Other includes American Indian or Alaska Native, Native Hawaiian or Other Pacific Islander, and other race.

c

False discovery rate–adjusted P value for comparisons within each of 6 racial and ethnic categories; reference category is the most advantaged group.

d

Estimate may be less reliable owing to relative SE of 30% or greater.

Discussion

In this cross-sectional study including a nationally representative sample of adolescents with overweight and obesity, prediabetes prevalence was higher in the presence of adverse SDOH for the full subsample, but differing associations were found across racial and ethnic groups. To our knowledge, our study is the first to evaluate prediabetes prevalence in youth using intersectional race, ethnicity, and SDOH categories. This approach allowed us to isolate the association between prediabetes and each adverse SDOH while also highlighting how the association may differ by racial or ethnic identity. Our findings are similar to those from a cross-sectional study by Ogden et al24 that demonstrated differing associations between obesity and household income among youth across race and ethnicity groups, with high household income associated with lower obesity prevalence among Asian and Hispanic youths, but no income-related difference among White and Black youths. Similarly, a scoping review of associations between SDOH and health risk behaviors (eg, substance use, high-risk sexual behavior) among adolescents and young adults aged 10 to 24 years25 found that associations differed across racial and ethnic groups and by SDOH assessed. These findings underscore the complexity of the associations among racial and ethnic identity, exposure to adverse SDOH, and health outcomes in youths.
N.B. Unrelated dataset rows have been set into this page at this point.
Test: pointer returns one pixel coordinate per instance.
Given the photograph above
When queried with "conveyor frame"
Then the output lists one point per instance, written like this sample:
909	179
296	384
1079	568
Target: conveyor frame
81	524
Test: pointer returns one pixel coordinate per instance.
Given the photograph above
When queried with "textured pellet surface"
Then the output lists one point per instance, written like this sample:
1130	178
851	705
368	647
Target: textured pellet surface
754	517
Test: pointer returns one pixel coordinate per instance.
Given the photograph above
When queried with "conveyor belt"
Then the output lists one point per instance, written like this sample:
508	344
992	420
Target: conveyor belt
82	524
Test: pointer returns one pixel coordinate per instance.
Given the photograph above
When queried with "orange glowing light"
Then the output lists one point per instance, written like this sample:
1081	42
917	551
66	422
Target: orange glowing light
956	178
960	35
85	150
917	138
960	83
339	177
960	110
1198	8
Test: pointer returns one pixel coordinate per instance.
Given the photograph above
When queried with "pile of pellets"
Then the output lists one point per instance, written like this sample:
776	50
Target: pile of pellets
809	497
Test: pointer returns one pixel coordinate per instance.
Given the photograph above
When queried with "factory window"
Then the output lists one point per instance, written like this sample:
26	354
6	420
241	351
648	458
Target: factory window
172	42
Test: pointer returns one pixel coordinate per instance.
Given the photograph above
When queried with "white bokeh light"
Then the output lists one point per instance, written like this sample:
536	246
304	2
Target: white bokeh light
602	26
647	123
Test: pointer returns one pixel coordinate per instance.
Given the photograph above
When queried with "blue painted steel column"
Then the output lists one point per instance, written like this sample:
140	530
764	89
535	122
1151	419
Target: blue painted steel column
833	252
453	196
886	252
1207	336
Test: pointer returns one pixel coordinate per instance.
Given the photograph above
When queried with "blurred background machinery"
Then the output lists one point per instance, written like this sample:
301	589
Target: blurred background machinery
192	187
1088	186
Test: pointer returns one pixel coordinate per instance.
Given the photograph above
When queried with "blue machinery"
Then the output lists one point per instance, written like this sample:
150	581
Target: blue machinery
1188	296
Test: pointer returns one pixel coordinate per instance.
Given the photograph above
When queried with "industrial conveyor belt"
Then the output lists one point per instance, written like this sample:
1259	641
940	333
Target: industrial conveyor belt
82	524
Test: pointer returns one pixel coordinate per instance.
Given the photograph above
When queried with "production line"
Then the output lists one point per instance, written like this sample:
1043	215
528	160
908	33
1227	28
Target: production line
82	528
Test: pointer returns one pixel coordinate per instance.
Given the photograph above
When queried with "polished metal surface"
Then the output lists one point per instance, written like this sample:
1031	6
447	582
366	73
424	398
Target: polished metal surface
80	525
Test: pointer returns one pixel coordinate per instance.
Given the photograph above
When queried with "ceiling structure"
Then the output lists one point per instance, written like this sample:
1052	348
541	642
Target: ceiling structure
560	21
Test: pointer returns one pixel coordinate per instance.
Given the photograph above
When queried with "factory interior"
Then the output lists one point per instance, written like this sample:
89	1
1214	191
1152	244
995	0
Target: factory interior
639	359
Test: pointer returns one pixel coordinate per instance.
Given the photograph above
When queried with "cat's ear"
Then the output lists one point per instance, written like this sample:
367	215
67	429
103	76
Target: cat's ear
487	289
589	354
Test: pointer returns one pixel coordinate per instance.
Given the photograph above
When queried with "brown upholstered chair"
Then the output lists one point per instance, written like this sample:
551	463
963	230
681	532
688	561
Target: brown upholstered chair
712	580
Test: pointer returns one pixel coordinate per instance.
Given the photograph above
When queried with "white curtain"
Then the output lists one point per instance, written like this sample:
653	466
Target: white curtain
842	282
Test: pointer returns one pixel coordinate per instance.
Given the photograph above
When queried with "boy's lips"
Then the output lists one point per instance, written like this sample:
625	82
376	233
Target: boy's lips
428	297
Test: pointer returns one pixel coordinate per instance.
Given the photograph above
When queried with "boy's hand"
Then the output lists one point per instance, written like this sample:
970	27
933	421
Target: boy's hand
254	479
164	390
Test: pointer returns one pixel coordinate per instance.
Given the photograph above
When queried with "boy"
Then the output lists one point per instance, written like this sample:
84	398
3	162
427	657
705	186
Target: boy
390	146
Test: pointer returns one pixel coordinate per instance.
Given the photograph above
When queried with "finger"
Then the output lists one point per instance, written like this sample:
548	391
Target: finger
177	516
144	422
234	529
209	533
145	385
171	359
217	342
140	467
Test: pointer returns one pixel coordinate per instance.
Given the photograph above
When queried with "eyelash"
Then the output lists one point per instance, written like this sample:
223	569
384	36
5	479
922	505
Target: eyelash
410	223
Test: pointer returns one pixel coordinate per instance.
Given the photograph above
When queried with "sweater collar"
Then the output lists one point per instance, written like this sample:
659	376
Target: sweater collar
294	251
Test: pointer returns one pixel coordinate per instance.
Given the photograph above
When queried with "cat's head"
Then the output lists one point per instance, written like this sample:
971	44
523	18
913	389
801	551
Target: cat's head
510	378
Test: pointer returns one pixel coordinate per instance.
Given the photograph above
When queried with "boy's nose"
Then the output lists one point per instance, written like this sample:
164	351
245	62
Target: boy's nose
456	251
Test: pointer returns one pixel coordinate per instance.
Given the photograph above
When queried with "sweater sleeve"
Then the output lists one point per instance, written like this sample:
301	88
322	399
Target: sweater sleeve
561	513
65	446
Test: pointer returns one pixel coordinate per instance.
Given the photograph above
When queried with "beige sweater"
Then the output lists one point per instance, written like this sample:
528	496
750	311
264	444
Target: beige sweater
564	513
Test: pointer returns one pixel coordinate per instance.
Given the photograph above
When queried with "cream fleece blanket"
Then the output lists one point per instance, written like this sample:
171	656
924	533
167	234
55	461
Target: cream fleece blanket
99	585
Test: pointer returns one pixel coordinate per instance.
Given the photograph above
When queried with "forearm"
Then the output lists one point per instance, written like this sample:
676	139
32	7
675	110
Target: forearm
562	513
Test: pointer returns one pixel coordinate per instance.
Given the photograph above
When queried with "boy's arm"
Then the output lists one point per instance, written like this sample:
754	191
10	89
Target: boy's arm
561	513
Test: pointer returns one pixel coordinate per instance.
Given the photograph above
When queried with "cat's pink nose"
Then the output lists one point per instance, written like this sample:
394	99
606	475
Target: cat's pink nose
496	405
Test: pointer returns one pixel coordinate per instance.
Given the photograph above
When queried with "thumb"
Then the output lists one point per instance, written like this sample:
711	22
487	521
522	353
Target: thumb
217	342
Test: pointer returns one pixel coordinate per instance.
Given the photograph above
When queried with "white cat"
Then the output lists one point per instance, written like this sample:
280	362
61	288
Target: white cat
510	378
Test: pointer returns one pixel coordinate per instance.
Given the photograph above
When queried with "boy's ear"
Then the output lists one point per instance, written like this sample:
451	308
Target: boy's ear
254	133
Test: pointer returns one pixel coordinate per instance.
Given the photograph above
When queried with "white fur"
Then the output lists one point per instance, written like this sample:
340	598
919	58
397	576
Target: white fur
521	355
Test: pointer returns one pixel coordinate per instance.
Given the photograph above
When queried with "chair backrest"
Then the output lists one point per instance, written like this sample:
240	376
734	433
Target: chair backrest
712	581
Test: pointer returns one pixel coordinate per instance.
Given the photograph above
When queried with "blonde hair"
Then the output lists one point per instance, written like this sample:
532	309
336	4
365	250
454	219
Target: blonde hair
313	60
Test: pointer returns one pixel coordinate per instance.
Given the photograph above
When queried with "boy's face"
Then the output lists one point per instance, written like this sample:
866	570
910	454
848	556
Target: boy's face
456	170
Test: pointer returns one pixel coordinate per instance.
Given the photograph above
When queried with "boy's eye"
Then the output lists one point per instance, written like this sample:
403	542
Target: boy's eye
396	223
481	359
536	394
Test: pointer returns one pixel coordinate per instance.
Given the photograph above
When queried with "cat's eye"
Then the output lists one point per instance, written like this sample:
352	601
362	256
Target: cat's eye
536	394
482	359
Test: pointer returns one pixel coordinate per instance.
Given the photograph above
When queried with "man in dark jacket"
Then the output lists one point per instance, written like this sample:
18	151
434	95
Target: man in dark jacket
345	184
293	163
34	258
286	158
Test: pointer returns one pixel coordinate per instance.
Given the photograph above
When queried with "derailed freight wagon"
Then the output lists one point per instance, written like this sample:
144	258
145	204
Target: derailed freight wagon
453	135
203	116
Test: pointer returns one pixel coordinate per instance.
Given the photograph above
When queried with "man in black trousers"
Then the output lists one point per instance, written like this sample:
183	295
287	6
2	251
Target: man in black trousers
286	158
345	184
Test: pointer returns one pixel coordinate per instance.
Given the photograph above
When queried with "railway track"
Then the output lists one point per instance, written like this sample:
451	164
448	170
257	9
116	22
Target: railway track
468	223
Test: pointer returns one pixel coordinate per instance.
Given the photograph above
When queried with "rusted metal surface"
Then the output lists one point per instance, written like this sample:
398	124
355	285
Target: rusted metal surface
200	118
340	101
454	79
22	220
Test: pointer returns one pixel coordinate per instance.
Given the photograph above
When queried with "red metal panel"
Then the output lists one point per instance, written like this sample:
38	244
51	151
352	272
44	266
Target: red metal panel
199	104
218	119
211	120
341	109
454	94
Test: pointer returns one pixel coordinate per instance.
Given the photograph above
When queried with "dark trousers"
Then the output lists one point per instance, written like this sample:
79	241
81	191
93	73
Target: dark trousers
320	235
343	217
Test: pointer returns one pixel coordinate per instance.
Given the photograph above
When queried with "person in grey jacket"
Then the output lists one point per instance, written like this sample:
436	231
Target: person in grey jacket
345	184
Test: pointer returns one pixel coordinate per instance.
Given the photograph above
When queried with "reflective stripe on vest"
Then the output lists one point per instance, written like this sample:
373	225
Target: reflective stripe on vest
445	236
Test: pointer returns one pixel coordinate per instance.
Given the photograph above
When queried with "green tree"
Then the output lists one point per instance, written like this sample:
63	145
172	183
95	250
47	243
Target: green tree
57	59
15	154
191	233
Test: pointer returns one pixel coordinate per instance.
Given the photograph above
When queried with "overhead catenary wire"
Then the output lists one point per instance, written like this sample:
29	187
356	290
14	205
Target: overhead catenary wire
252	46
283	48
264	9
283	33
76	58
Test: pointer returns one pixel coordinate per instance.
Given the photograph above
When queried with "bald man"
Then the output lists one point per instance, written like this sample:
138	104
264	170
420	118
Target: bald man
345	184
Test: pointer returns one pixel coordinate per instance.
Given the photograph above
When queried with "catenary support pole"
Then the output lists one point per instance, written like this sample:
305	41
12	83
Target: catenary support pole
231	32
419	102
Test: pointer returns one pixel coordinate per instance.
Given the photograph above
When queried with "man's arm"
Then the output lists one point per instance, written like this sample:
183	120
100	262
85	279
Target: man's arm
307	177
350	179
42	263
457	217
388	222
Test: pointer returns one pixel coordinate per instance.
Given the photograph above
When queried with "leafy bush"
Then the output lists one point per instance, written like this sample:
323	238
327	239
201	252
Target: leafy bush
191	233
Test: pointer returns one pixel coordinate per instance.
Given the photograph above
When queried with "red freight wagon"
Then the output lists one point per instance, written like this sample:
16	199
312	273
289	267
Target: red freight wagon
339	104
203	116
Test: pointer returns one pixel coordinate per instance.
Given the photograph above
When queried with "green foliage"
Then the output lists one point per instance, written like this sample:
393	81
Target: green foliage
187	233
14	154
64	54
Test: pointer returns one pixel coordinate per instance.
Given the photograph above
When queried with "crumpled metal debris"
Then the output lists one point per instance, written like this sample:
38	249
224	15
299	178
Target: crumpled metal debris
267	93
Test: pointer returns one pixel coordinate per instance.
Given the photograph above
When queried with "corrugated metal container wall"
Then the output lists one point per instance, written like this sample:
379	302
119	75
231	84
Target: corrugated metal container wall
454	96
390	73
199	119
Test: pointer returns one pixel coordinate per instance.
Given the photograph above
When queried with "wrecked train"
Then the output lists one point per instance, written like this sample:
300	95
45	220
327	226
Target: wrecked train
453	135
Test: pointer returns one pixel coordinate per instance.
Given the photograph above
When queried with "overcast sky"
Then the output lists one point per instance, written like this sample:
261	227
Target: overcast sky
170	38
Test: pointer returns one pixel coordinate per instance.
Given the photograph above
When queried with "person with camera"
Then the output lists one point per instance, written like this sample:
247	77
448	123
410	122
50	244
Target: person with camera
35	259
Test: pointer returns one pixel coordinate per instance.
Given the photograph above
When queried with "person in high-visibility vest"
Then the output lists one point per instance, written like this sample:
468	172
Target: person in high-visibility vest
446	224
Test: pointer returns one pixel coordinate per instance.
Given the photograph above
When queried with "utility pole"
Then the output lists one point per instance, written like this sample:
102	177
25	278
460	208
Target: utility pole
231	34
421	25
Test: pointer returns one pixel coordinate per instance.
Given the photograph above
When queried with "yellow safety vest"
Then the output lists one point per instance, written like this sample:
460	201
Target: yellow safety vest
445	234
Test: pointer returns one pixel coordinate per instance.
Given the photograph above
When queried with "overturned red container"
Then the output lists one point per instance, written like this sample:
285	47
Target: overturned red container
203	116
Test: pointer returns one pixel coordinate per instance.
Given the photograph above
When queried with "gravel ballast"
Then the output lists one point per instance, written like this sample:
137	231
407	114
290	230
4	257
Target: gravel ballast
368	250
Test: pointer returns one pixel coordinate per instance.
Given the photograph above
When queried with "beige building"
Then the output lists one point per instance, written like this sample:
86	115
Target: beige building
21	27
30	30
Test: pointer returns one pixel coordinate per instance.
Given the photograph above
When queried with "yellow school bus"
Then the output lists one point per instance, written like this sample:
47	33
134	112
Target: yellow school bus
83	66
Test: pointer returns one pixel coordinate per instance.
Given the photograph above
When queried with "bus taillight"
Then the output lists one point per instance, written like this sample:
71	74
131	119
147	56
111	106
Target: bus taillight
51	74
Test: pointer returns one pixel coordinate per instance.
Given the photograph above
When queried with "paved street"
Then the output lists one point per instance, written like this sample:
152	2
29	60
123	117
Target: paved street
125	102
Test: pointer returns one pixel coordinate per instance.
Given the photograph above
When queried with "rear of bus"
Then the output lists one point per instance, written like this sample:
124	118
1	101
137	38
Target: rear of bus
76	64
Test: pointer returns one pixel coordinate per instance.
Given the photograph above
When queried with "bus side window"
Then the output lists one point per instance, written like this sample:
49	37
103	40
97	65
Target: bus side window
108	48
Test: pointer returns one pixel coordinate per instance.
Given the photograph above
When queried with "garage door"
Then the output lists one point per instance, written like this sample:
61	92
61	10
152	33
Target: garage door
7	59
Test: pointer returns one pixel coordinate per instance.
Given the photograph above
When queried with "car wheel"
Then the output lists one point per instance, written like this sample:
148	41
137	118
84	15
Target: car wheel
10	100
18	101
Differences in T2D risk across and within racial and ethnic groups26 emerge from factors at the individual, interpersonal, community, and societal levels.27 Youth-onset prediabetes results from a complex interplay across these levels, on an intergenerational scale. For example, risk of youth-onset obesity and insulin resistance is significantly higher among offspring of women with diabetes during pregnancy,9,28 but this maternal risk differs by race and ethnicity29 and is driven by exposure to adverse SDOH.30,31 Youth-onset obesity and prediabetes risk are reduced by engagement in health-promoting behaviors, including physical activity and consumption of nutrient-dense foods; unfortunately, these health behaviors are often hardest to achieve for youths from communities which, due to oppressive policies and practices, have concentrated poverty and high rates of community violence.9 We also note that the prevalence of adverse SDOH in this cohort was relatively higher than the general population. Thus, our analytic approach of evaluating within-racial and ethnic group differences minimizes the confounding of associations between SDOH and prediabetes risk that occur due to differences in adverse SDOH exposure across racial and ethnic groups.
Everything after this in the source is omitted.